The federal appeals court said it was not its role to enforce the details of state law, but to ensure that the basic scheme the state legislature approved was adhered to.
“Whatever actions the Commission took here, it took under color of authority expressly granted to it by the Legislature. And that authority is not diminished by allegations that the Commission erred in its exercise,” Scudder wrote.
The legal defeat for the president Thursday at the appeals court came as the U.S. Supreme Court remained mute about Trump’s latest bid to get the justices to take up a similar challenge in Pennsylvania.

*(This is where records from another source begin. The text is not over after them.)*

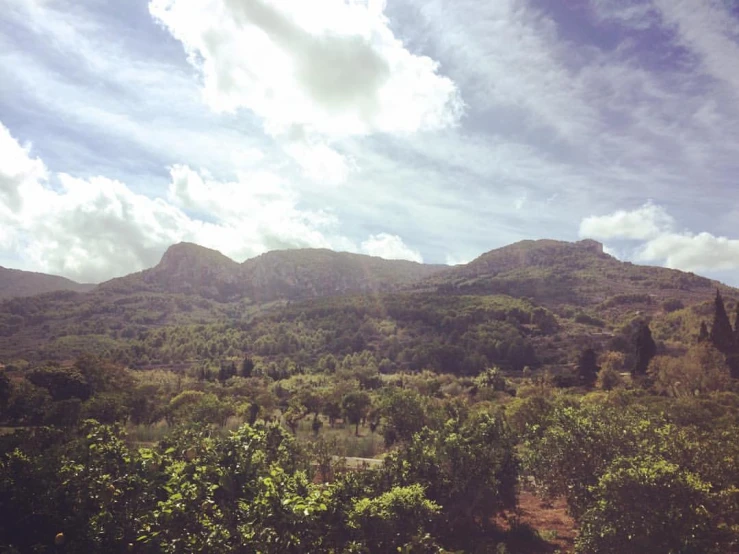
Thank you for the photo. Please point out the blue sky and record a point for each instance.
(419, 129)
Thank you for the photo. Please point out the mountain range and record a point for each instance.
(551, 293)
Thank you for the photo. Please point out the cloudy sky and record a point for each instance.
(430, 130)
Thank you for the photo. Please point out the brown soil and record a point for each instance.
(549, 518)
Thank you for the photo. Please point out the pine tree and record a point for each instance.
(722, 335)
(587, 367)
(644, 349)
(247, 367)
(703, 334)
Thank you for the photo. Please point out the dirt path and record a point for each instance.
(550, 519)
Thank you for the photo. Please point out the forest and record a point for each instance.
(543, 398)
(411, 423)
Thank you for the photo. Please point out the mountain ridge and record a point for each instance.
(16, 283)
(294, 274)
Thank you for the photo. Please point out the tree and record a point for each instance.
(247, 367)
(647, 504)
(703, 334)
(226, 371)
(393, 519)
(644, 349)
(469, 468)
(722, 335)
(700, 370)
(62, 383)
(404, 414)
(587, 367)
(355, 406)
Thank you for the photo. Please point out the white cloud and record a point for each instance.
(701, 252)
(453, 259)
(321, 163)
(660, 243)
(96, 228)
(646, 222)
(390, 247)
(326, 66)
(710, 31)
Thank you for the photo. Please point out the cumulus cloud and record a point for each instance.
(647, 222)
(327, 66)
(96, 228)
(390, 247)
(660, 243)
(320, 163)
(701, 252)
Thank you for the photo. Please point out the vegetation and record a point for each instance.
(144, 419)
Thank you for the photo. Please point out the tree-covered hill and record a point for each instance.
(286, 274)
(535, 303)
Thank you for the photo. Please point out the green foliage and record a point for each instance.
(394, 518)
(355, 406)
(61, 383)
(648, 504)
(468, 468)
(644, 349)
(587, 367)
(404, 414)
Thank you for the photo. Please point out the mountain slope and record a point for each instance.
(530, 303)
(557, 273)
(311, 273)
(15, 283)
(287, 274)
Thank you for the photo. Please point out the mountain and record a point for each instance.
(530, 303)
(184, 268)
(311, 273)
(556, 273)
(285, 274)
(15, 283)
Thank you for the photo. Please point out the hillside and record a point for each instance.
(15, 283)
(580, 274)
(287, 274)
(533, 303)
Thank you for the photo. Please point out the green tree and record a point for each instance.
(648, 504)
(404, 415)
(644, 349)
(62, 383)
(247, 367)
(393, 519)
(587, 367)
(355, 406)
(722, 335)
(469, 468)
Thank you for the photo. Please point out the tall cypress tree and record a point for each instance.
(703, 335)
(722, 335)
(644, 349)
(587, 367)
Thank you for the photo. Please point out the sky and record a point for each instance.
(427, 130)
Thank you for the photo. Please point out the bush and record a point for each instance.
(648, 504)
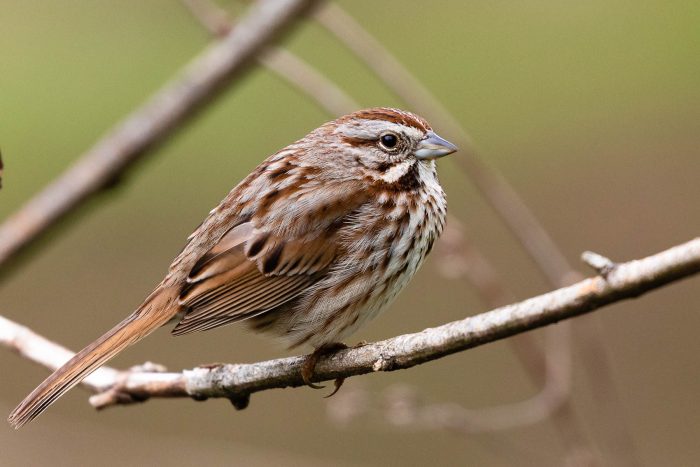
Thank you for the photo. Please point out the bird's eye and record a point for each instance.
(389, 140)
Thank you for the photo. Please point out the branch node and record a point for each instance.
(601, 264)
(240, 401)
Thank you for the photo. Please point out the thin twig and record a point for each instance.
(550, 369)
(238, 381)
(459, 258)
(283, 63)
(512, 210)
(175, 104)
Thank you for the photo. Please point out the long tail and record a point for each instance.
(155, 312)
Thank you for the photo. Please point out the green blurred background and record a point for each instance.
(591, 109)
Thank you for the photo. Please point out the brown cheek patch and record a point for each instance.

Trump’s attorneys had asked the high court to order officials in the Keystone State to respond by noon on Wednesday, but the court took no action as Americans prepared for the long holiday weekend.
Republicans were also rebuffed Thursday afternoon by a Georgia court over a bid to tighten restrictions on dropboxes and increase access for poll watchers in connection with the pivotal twin Senate runoff elections set for Jan. 5.
At the end of a 90-minute hearing held via Zoom, Fulton County Superior Court Judge Kimberly Esmond Adams dismissed the suit brought earlier this month by the Republican National Committee and the Georgia GOP.
“This court does not have jurisdiction to hear it because of sovereign immunity,” Adams ruled, referring to a legal principle limiting many lawsuits against the state and federal governments to cases where they’ve been specifically authorized by legislation.
During the session, the state’s most senior election attorney appeared to tweak the GOP for hiring an out-of-state law firm to handle the case.
“I understand she’s from Florida and she has a little unfamiliarity with the law,” Senior Assistant Attorney General Russell Willard said following a presentation from a Florida-based lawyer retained by the GOP.